I agree tree this is great lol keep it going guys! 

Such personalities they have lol one time my betta was looking at the thermomiter i put to check the water like "what the hell is this thing doing in my territory??? I is not pleased!!!" -flare-


----------



## EvaJupiterSkies (Oct 25, 2013)

Esmeralda: You're moving around! I'm moving around! Look, I am moving around! Hey, you took the lid off the tank... -races to feeding spot- This is the food part now, yes? Oh, it's not? It's the water sucking thing part, isn't it... well, food afterwards then! Yessssss, my human...

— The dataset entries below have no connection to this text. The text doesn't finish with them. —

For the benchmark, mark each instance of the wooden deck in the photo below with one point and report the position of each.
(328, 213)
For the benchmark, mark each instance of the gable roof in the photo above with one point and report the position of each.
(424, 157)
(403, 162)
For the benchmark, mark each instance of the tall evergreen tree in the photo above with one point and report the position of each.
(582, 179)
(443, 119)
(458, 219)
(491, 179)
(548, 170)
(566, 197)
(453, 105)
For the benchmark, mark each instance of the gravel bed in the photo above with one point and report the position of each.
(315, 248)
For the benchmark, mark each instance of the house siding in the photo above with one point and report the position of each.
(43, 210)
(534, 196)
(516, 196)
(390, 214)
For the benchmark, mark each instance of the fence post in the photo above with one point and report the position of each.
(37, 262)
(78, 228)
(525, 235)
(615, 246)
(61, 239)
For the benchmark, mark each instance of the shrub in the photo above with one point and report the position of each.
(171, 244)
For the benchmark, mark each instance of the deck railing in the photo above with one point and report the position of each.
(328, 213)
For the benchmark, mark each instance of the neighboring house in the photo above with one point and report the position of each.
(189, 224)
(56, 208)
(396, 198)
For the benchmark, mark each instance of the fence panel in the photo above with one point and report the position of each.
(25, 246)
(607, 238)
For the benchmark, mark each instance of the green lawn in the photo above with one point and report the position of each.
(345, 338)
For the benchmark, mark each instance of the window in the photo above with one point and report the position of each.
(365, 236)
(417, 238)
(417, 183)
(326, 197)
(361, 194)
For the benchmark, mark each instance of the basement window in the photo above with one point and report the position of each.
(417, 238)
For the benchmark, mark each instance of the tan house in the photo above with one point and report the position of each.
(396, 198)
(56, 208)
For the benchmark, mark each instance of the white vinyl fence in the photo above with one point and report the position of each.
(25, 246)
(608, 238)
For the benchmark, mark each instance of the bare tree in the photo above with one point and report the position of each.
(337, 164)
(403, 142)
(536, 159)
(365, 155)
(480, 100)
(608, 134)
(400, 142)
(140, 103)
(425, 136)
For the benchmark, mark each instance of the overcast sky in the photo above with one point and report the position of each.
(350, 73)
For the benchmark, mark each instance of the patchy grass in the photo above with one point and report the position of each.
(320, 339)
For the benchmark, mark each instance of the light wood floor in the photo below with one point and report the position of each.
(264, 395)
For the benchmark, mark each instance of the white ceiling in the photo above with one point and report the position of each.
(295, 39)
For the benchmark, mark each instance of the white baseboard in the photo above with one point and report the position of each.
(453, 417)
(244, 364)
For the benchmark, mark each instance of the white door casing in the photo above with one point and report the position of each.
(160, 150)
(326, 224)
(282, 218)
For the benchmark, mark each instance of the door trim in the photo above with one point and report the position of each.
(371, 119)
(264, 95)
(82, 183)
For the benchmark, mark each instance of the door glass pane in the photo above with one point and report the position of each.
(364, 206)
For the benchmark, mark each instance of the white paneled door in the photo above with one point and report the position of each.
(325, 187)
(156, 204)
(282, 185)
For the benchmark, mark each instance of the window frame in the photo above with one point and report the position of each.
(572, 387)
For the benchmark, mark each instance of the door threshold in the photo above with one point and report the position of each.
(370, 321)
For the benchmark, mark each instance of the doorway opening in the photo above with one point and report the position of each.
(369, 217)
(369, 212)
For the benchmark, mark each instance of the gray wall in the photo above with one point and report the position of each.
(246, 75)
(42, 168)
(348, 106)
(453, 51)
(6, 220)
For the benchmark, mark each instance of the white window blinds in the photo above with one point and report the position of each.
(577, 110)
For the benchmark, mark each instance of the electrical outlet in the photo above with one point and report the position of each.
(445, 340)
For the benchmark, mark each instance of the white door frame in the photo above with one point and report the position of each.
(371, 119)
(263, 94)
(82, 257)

Sherlock: FOOD FOOD FOOD FOOD FLAAAAAAAREEEE OH CRAP WHAT IS THAT THING FLARE AND SWIM AWAY FLARE AND SWIM AWAY stop and breathe and blow a bubble FOOD FOOD FOOD SNAIL OH GOD WHAT IS THAT FLARE AND RUN FLARE AND RUN.

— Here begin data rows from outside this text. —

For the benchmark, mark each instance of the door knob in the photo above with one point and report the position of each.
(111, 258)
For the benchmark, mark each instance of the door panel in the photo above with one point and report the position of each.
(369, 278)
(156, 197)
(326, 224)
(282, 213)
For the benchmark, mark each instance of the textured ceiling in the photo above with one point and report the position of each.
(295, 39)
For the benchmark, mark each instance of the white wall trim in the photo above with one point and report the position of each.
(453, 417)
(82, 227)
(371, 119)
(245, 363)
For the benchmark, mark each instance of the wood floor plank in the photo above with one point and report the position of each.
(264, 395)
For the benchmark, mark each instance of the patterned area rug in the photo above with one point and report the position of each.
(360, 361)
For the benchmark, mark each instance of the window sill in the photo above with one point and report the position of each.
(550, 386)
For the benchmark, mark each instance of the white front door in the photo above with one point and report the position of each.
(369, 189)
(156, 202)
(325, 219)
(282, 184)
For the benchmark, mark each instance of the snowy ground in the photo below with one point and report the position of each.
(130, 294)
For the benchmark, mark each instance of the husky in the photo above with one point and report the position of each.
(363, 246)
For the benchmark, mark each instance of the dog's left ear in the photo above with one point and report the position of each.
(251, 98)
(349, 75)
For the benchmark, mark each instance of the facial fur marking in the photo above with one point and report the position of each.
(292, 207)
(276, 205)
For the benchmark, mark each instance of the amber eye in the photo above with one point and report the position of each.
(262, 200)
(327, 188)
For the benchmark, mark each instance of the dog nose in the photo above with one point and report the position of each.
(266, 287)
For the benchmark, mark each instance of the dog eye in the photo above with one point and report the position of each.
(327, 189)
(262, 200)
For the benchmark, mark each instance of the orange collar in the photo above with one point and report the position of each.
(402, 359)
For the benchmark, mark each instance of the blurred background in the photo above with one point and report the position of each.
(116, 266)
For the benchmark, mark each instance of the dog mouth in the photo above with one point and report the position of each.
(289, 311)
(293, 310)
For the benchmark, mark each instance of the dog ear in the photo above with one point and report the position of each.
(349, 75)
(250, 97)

Gadreal: It's been 73 days since I've moved into HQ. The human keeps adding plant material to my tank. Java Fern and I were going to move our relationship to the next level, but a very beautiful specimen named Dwarf Water Lettuce just moved in and now I'm not sure which one I'd rather be with. -flares and darts behind driftwood- D*mn, she snuck up on me again. -flares- Do you have food? If you do, feed me please, my humble devotee. If not, please leave me to my thoughts and my plantly love.


----------



## Vergil (Nov 10, 2013)

I guess all of them would simply say "Food" - in the voice of those crazy seagulls from Finding Nemo.

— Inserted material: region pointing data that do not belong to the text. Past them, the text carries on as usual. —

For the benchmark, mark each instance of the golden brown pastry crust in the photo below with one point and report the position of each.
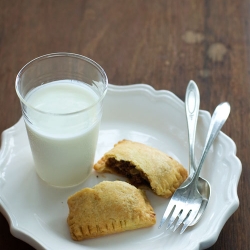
(163, 173)
(109, 207)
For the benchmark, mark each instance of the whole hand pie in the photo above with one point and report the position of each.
(143, 166)
(107, 208)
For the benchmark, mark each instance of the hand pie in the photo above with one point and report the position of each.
(143, 166)
(109, 207)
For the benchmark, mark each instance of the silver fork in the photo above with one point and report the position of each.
(185, 203)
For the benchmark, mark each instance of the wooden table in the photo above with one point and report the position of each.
(162, 43)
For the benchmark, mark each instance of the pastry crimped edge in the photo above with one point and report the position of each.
(164, 173)
(107, 208)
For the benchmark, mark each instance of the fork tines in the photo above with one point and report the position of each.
(185, 215)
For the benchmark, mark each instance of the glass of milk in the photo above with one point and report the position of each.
(61, 97)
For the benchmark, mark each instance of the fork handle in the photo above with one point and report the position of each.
(218, 119)
(192, 104)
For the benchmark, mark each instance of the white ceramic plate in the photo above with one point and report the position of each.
(37, 212)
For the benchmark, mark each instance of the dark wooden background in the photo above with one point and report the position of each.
(159, 42)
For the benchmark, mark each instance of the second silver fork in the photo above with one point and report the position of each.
(186, 201)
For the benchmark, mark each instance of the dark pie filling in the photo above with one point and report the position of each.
(128, 170)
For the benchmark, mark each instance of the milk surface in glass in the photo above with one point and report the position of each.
(63, 146)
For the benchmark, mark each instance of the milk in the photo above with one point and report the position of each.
(63, 130)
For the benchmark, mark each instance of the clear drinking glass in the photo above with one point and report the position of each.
(61, 97)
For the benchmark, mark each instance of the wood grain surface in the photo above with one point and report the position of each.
(159, 42)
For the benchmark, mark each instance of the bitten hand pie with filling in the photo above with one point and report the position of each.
(143, 166)
(107, 208)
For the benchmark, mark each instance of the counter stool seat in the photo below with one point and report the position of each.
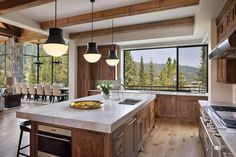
(24, 127)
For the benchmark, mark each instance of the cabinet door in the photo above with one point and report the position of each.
(187, 107)
(166, 105)
(152, 115)
(86, 144)
(130, 138)
(118, 141)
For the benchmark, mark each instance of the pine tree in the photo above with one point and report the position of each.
(202, 75)
(141, 73)
(131, 78)
(151, 73)
(182, 81)
(32, 75)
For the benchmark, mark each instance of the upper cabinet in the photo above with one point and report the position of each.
(226, 20)
(226, 71)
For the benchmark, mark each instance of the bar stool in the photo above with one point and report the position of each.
(24, 126)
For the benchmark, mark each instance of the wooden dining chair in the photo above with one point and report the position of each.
(24, 91)
(57, 93)
(32, 91)
(47, 93)
(39, 92)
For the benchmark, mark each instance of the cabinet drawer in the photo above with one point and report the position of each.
(118, 138)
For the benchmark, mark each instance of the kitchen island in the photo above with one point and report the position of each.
(115, 130)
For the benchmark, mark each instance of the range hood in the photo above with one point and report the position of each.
(226, 49)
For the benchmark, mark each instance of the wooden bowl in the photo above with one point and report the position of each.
(86, 104)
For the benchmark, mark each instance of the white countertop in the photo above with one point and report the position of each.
(228, 135)
(162, 92)
(106, 119)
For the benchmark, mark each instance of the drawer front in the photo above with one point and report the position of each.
(119, 142)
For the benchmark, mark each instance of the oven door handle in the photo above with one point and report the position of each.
(215, 147)
(55, 138)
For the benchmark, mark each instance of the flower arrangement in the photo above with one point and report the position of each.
(105, 87)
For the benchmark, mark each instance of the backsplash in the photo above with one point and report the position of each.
(115, 83)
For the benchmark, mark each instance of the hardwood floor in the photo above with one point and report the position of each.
(10, 131)
(170, 138)
(173, 138)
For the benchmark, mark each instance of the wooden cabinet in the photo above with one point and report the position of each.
(226, 71)
(183, 107)
(130, 138)
(166, 105)
(87, 144)
(226, 20)
(152, 115)
(118, 142)
(187, 107)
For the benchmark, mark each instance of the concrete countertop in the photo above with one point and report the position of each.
(161, 93)
(228, 135)
(106, 119)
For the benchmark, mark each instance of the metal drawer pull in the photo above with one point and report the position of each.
(227, 154)
(132, 121)
(118, 153)
(55, 138)
(120, 135)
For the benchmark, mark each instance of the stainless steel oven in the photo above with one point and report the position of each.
(53, 142)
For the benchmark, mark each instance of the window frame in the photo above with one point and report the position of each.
(177, 62)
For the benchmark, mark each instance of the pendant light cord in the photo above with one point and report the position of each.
(112, 37)
(92, 21)
(55, 13)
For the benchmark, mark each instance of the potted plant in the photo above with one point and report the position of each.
(105, 89)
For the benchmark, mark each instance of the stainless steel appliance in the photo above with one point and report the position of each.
(227, 115)
(226, 49)
(210, 136)
(53, 142)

After they've finished, "More" in pretty much the same voice.


----------



## Ilovebettasbk11 (Nov 12, 2013)

Its mine lol nit food they say mine


----------



## Vergil (Nov 10, 2013)

I know what they say. But basically that kind of zombie-like voice - except mine say "food" not "mine".


----------



## Ilovebettasbk11 (Nov 12, 2013)

Ah ok lol


----------



## Jen9234 (Aug 10, 2014)

ArcticBeauty14 said:


> Get BACK foul beast! Back I say! *I lean in towards the tank* O-or uh, heh, I was uh, just um, uh...*backs into floating log*
> *I walk away* YEAH THATS WHAT I THOUGHT *flares*


Ha, this is what my betta would say too! :lol:


----------



## willertac (Jan 7, 2014)

Words of the Photobombing Fish.

OOOO!!! You're taking a picture?!?








Oh hi!!! 








PIIIICTURRREEE!!!








Yet, when I actually want to take a picture of him, he suddenly has the energy of a thousand White Clouds and can't sit still.


----------



## averyecho (May 2, 2014)

I have some more!
Smaug (for 95% of the day): 
Oh hi *bang* OW I just hit this wall! Oh hey hi it's you again *bang* OW! Hi I can't believe you came back already *bang* STOP IT YOU STUPID WALL!
Typical Sapphire: You! Guppy servant! Bring me food NOW!! TIGER LILY I TOLD YOU TO STAY AGAINST THE OTHER WALL ON YOUR SIDE! *flares* I'm tired! CARRY ME GUPPY SERVANT! What do you mean, you never agreed to this?! GRRRRR-
Pi, just chillin': Oh hi. I dunno what the other fish are flipping out about. Oh, there's a tornado outside? No biggie. I'm good.


----------



## aselvarial (Feb 21, 2014)

Let's see...
Apollo would likely be thinking "Hey, large human, please keep the smaller human out of my tank? Ok? Great"
Osiris would be thinking "hi snail" swim around a bit "hi snail", swim around a bit "wait, weren't you over there?"
Ares :" hey you, you rock, get out of my tank! hey, there's another fish through that mesh..hey, you! Other fish! Get out of my tank! Stupid rock! I said out of my tank!"
Lir "Hi, feed me! If you don't, I shall hold my tail hostage and chomp on it!"
Loki: "oh hey man, look at all the snails! man it's nice in here, i think i'll just chill over here...or over here. it's all good" (i swear that fish is stoned)


----------



## Charc14 (Aug 27, 2014)

*I walk over to the tank*
Marius:" O my Fish! Its a Human! Run for your life!!..... Wait...Do you have food? *Flare* Food now human! "
* I take out my phone to take a picture of him* 
" AAAHHHH! She has the phone of doom! Hurry snail! HIDE! I'll go behind this plant, you, snail, go behind that one"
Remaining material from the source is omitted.